À court terme, les banques ne devraient pas trop s’inquiéter pour leurs profits, selon Annie Lecompte. D’une part, les banques canadiennes sont solides et extrêmement rentables. Et d’autre part, la banque centrale n’a pas l’intention de remplacer les banques commerciales.

Selon toute vraisemblance, la monnaie numérique ne rapportera pas d’intérêts et servira uniquement aux transactions, précise-t-elle. Pour investir son épargne ou contracter un prêt, les banques commerciales seront encore nécessaires.

Au bout du compte, « l’impact pour les banques dépendra de la popularité de cette nouvelle option de paiement. Ce n’est pas tout le monde qui l’adoptera ».

Confidentialité et sécurité : une nécessité

Pour être largement adoptée, la monnaie numérique de la Banque du Canada devra avoir la confiance des usagers. C’est la condition essentielle, estime Chantal Bernier, avocate spécialisée dans la protection de la vie privée et des renseignements personnels et ancienne commissaire à la vie privée du Canada.

Il y a dans la monnaie numérique tant des risques susceptibles de réduire la protection de la vie privée que des avantages qui pourraient l’augmenter, selon elle.

La technologie de la chaîne de blocs qui rend possible l’émission des monnaies numériques a un avantage, celui de la traçabilité, explique Chantal Bernier. « Elle peut offrir une plus grande protection contre le blanchiment d’argent, la fraude ou l’évitement fiscal. »
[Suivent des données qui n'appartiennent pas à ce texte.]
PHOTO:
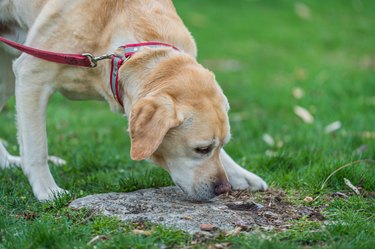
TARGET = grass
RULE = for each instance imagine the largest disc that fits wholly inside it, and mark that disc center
(274, 46)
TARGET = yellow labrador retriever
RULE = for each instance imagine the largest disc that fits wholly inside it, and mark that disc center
(177, 111)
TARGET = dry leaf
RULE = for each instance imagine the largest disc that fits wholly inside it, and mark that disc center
(308, 199)
(142, 232)
(302, 10)
(332, 127)
(97, 237)
(298, 93)
(304, 114)
(268, 139)
(351, 186)
(207, 227)
(234, 232)
(271, 153)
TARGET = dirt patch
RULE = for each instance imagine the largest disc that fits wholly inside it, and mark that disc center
(241, 210)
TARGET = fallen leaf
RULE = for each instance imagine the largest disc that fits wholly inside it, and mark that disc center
(332, 127)
(142, 232)
(268, 139)
(271, 153)
(302, 10)
(97, 237)
(298, 93)
(361, 149)
(308, 199)
(351, 186)
(234, 232)
(304, 114)
(207, 227)
(187, 218)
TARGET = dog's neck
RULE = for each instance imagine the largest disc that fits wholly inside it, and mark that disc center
(138, 77)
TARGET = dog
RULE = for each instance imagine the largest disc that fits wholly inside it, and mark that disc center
(177, 112)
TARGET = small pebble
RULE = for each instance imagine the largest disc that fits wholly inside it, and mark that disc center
(207, 227)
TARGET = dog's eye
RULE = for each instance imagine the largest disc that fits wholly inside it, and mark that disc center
(203, 150)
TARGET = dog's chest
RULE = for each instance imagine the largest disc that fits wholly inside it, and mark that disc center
(79, 84)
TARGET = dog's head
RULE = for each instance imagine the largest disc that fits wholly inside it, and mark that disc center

À l’inverse, c’est un nouveau pouvoir pour la banque du Canada « qui doit être encadré et assorti d’une réglementation qui correspond à notre régie de droits », souligne-t-elle.

Les risques technologiques sont aussi à considérer, selon l’experte, parce que la concentration de renseignements sur les transactions réalisées va créer « un entrepôt de données personnelles extrêmement attrayantes » pour d’éventuels pirates informatiques.
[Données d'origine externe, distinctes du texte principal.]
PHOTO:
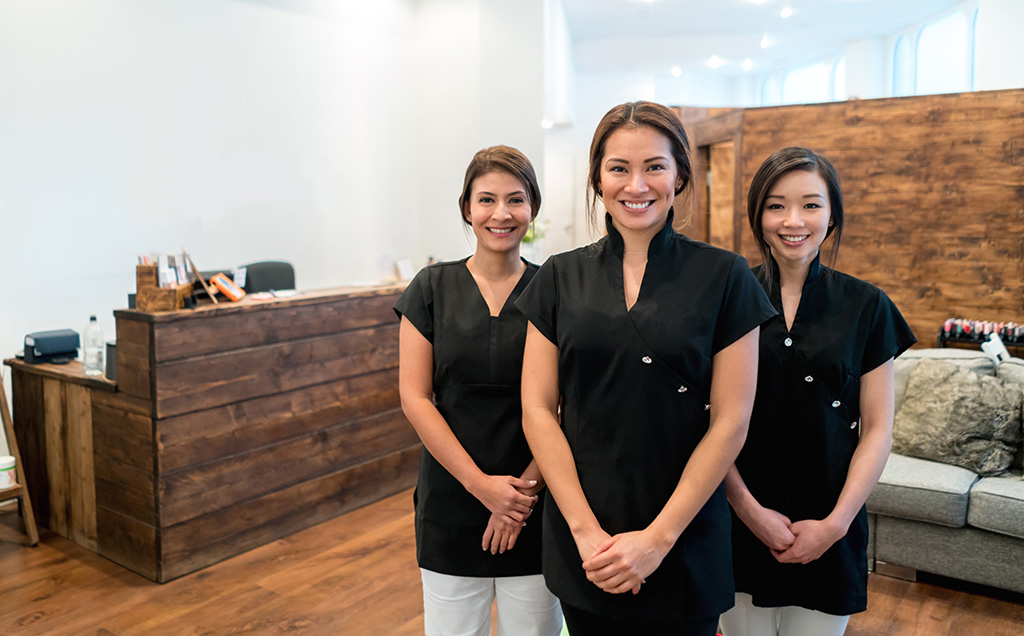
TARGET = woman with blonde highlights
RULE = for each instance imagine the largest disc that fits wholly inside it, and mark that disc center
(461, 343)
Chantal Bernier croit qu’il est possible de trouver l’équilibre nécessaire entre les risques et les avantages pour assurer la viabilité de la monnaie numérique. Mais elle comprend les banques centrales de faire preuve de prudence avant d’émettre leur monnaie numérique. « Au-delà de la protection de la vie privée, il y a des considérations financières et des considérations de marché dont il faut tenir compte », pose-t-elle.

Garder le contrôle

Avec un dollar numérique, la Banque du Canada dit vouloir offrir un moyen de paiement de plus et une solution de rechange au bitcoin et aux autres cryptomonnaies privées qui n’offrent ni stabilité ni garantie à leurs utilisateurs et qui sont quand même de plus en plus populaires.

En fait, le principal objectif des banques centrales est de garder le contrôle de la monnaie et de la politique monétaire, dit David Dupuis.
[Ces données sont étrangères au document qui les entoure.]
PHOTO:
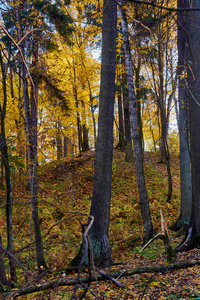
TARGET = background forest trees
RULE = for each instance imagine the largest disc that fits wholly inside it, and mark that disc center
(58, 91)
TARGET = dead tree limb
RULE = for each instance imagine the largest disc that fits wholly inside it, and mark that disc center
(71, 281)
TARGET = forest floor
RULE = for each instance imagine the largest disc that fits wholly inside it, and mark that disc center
(65, 190)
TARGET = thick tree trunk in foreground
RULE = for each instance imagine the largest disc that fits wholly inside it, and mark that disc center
(185, 170)
(144, 202)
(193, 71)
(4, 155)
(100, 207)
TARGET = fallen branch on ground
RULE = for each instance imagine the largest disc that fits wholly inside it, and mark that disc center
(71, 281)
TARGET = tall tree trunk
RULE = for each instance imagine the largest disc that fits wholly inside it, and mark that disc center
(121, 142)
(58, 140)
(193, 75)
(4, 154)
(79, 127)
(185, 170)
(93, 116)
(127, 125)
(85, 143)
(144, 202)
(164, 149)
(138, 99)
(100, 207)
(31, 135)
(3, 279)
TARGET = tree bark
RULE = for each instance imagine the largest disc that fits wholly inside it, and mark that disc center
(127, 126)
(100, 207)
(144, 202)
(183, 123)
(116, 274)
(193, 75)
(4, 154)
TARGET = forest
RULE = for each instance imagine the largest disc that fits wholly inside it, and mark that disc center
(100, 148)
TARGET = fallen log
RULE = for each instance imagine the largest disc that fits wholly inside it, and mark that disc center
(71, 281)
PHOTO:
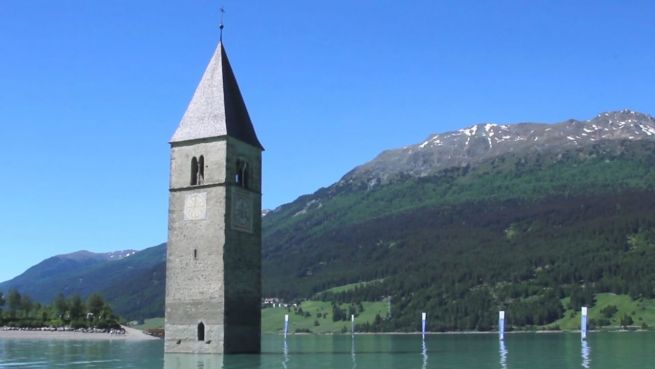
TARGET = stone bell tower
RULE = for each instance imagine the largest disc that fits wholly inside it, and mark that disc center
(213, 262)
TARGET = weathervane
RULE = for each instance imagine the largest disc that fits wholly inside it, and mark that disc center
(222, 25)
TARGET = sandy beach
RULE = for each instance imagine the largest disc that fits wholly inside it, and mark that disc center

C’est d’ailleurs l’intention de Facebook de lancer sa monnaie numérique qui a sonné le réveil des banques centrales de partout dans le monde et accéléré les projets d’émission de monnaies numériques nationales.

Avec ses plus de 2 milliards d’utilisateurs, Facebook et sa monnaie avaient le pouvoir de déstabiliser le système financier international et de le rendre incontrôlable, ce qui explique que les régulateurs lui aient coupé les ailes.

La crainte qu’une monnaie privée prenne de plus en plus de place, c’est ce qui motive les banques centrales à émettre leur monnaie numérique. Si vous ne contrôlez plus l’outil avec lequel vous gérez la politique monétaire, vous ne pouvez pas mener de politique monétaire.

David Dupuis, économiste et professeur à l’Université de Sherbrooke

Le droit exclusif d’émettre la monnaie est trop payant et trop important pour la souveraineté des pays et les banques centrales ne partageront jamais ce droit, même partiellement, selon le spécialiste.

La monnaie numérique de banque centrale devrait donc tôt ou tard devenir une réalité dans la plupart des pays, prédit-il. « C’est une technologie de rupture, qui a le potentiel de déstabiliser le système financier, et il n’y a pas une banque centrale saine d’esprit qui va vouloir déstabiliser le système financier. »

Mythes et réalité

La monnaie numérique existe déjà

Non. C’est vrai que l’argent comptant est de moins en moins utilisé et que les trois quarts des transactions se font sous une forme numérique au Canada, par carte de débit, de crédit ou par virement de fonds.

Ces échanges impliquent le transfert d’argent de l’acheteur vers le vendeur à l’aide d’intermédiaires et des coûts importants, le plus souvent cachés. Ces intermédiaires sont les banques et des entités comme Interac et les émetteurs de cartes de crédit comme Visa et Mastercard. La monnaie numérique permettrait d’augmenter la rapidité des transactions et d’en réduire le coût.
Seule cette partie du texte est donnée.